On the men’s side, Australian Cooper Woods skied his best run of the day in the super final to finish second, while Canadian 10-time moguls World Cup champion Mikaël Kingsbury had to settle for third. The best placed American was Cole McDonald, who drew a roar from the crowd with an electrifying final run and finished fifth.

The event was held on one of Waterville Valley’s classic mogul trails, Lower Bobby’s Run, which proved challenging for the world’s best. The inclement weather was a major factor.
“Today was definitely a fight throughout the day,” said Kauf, who won a silver medal at the 2022 Beijing Olympics. “It started off being just so firm. That first run was honestly so challenging, just trying to put a top-to-bottom [run] together, which I hadn’t done in training.”
Yet Kauf and her teammates navigated the tricky conditions better than their international competitors. Part of it was experience: Soar and fellow US skier Olivia Giaccio are New England natives, and the New Hampshire ski area has hosted several recent editions of US Nationals.
“Normally when I ski in the rain on the East Coast — which is all the time — I’m wearing a rubber suit, I have my dish gloves on, and I’m prepared for it,” joked Soar. “I’m a New Englander, I know how to prepare for the rain, but when we’re competing it’s obviously different.
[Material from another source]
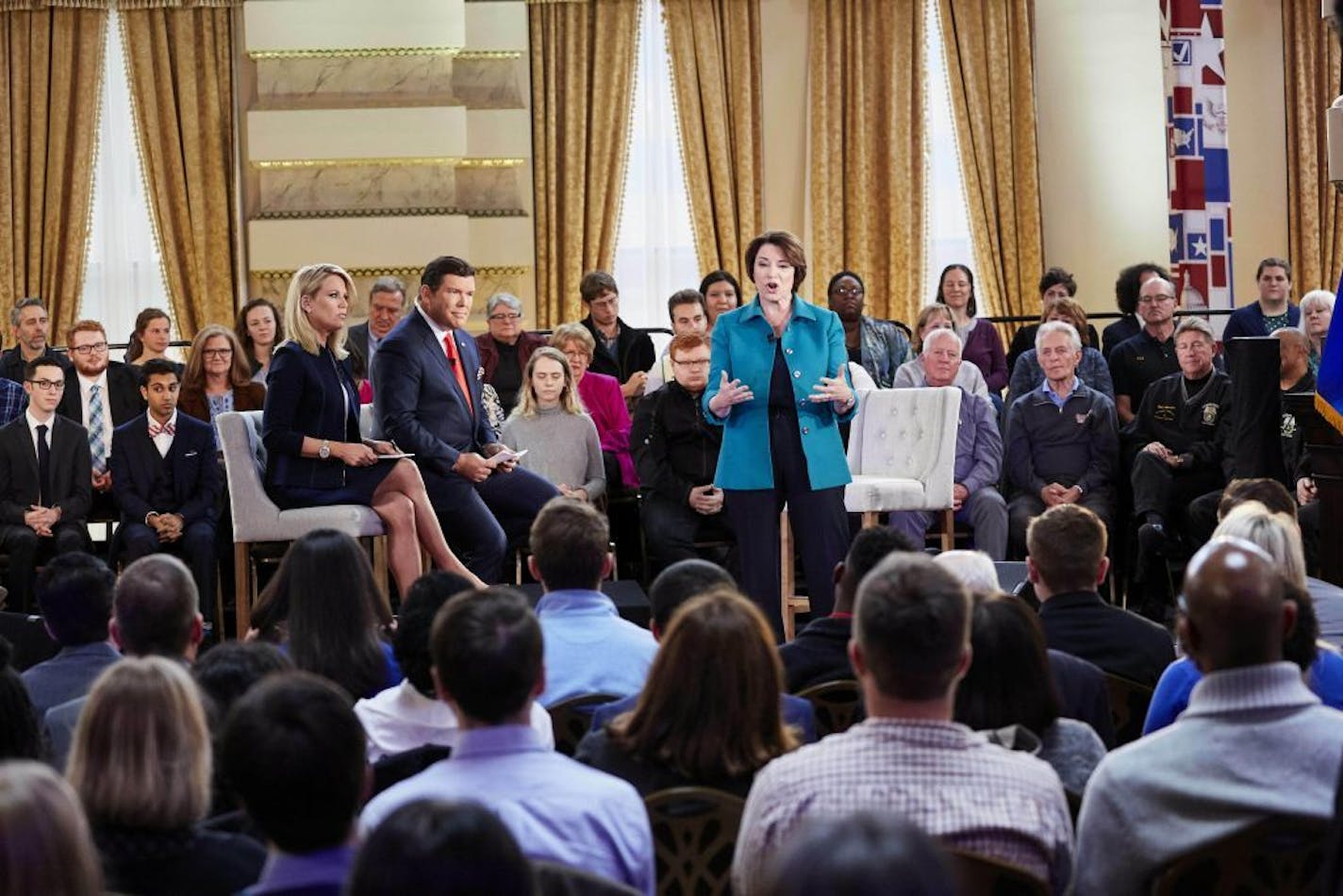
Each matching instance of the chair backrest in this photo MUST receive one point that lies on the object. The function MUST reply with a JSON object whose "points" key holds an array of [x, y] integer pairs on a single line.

I can’t be prepared with my dish gloves to ski down the course, so this was actually one of my first times competing in this weather.”
“In the super final, when everybody was crashing in front of me, I was just thinking, ‘If there’s one thing I know how to do, it’s how to ski a top-to-bottom [run] in the rain, and just get it down,” she explained. “Nothing special, and that’s kind of what was needed today in the weather.”
Conditions are expected to be better for Saturday’s dual moguls event, set to be held on the same course. Yet even with occasional bouts of intense freezing rain, a loyal crowd of mogul skiing enthusiasts gathered at the finish line to cheer. Waterville Valley, which claims to be “the birthplace of freestyle skiing,” managed to make an impression.
“It’s so cool to be competing here,” Kauf said. “Waterville has so much freestyle history. Wayne Wong’s out here, Donna Weinbrecht [and] Hannah Kearney were commentating it. It’s cool to be a part of that history, with that old freestyle community all coming together. It’s special. It really shows the family community that freestyle skiing is.”